The Department for Education will publish a consultation on the plans on 11 December, with secondary legislation to increase the fee cap for accelerated courses expected to follow.
Under the plans, universities with permission to charge the maximum £9,250 for standard degrees would be able to charge £11,100 a year for two-year degrees, to help them recoup extra costs required for the more intensive annual teaching load.
The DfE says that benefits “include a £5,500 (20 per cent) saving for students in total tuition costs compared to a standard three-year course”. The DfE calculates that this, “added to the average salary of £19,000 in the first year after graduating” (two-year graduates will start work a year earlier), means that “students could be left over £25,000 better off by choosing an accelerated degree” (actually, its calculations produce a £24,500 total).
However, as tuition fee repayments are determined by graduates’ earnings and because only a small minority will repay their student loans in full, many would question whether this element truly amounts to a typical saving for graduates. There are benefits for the government from reduced loan outlay.
The DfE does not refer to the potential saving on maintenance costs – perhaps to avoid drawing attention to the significant living costs that students face and the fact that the government has scrapped maintenance grants.

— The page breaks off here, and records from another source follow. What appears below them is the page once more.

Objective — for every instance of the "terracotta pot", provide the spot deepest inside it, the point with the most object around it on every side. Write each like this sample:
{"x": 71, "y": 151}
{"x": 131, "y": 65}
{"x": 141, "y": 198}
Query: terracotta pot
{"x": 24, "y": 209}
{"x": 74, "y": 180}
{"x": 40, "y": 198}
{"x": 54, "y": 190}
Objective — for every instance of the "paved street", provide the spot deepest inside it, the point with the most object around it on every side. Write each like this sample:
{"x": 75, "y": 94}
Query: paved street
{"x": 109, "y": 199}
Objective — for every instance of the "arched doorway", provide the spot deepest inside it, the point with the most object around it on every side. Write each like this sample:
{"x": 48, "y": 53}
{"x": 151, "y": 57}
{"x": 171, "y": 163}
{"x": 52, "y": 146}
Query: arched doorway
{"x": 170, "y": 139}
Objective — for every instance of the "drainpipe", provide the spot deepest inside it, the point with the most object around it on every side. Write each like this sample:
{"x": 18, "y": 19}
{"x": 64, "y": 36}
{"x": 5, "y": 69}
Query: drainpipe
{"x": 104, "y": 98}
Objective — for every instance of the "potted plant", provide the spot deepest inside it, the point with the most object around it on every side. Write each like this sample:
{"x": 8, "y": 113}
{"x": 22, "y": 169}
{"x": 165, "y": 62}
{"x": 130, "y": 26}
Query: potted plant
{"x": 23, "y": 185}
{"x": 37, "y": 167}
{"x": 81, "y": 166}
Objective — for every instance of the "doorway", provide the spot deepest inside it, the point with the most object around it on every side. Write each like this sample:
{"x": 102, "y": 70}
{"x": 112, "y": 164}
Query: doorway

The potential benefits for students will be “so huge it will create significant ‘first-mover’ advantage for the institutions that offer these accelerated courses first, rapidly, and do so across a broad range of subjects”, Mr Johnson told Times Higher Education.
The government is aiming at “removing the financial barrier” preventing “institutions presently capped at £9,250 from covering the extra costs they incur…over 45 weeks of two years rather than the normal 30 weeks over three years”, the minister continued.
He said that he expected the move to be “transformational over time” and to produce “a significant uptake” in accelerated courses “over the next decade”.
Mr Johnson also said: “We’ve heard a lot about the decline in the number of mature students. And there is clear evidence mature students would be attracted to an accelerated way of studying…I’d be disappointed if there were a knee-jerk defensiveness [from universities]: ‘it’s not for us, it’s for others.’ I think all institutions have a role to play in widening participation and taking access seriously.”
Does the government want to increase two-year provision because it is cheaper for the government? “Value for money is important,” replied Mr Johnson. “If you can achieve significantly the same benefits at a lower cost, why wouldn’t you want to make that choice available to people?”
But he said that the government was “not being prescriptive” about the length of course students take; rather, it wanted “more flexibility” and “a broader range of choices”.
He also said that the move would be “good for the taxpayer, too”, explaining that “lower loan outlay, faster repayments, less subsidy” were “not of negligible importance”.
“We’re entirely confident there will be no sacrifice of quality,” he added of shorter courses.
Is a vote in Parliament to raise fees a tricky ask in the current climate? The plan had “cross-party support when we put the measure in the Higher Education and Research Act to enable us to lift the cap specifically for courses that the OfS [Office for Students] certified as being accelerated,” Mr Johnson said.
He added: “This is a policy that has been advocated for decades by politicians of all colours.”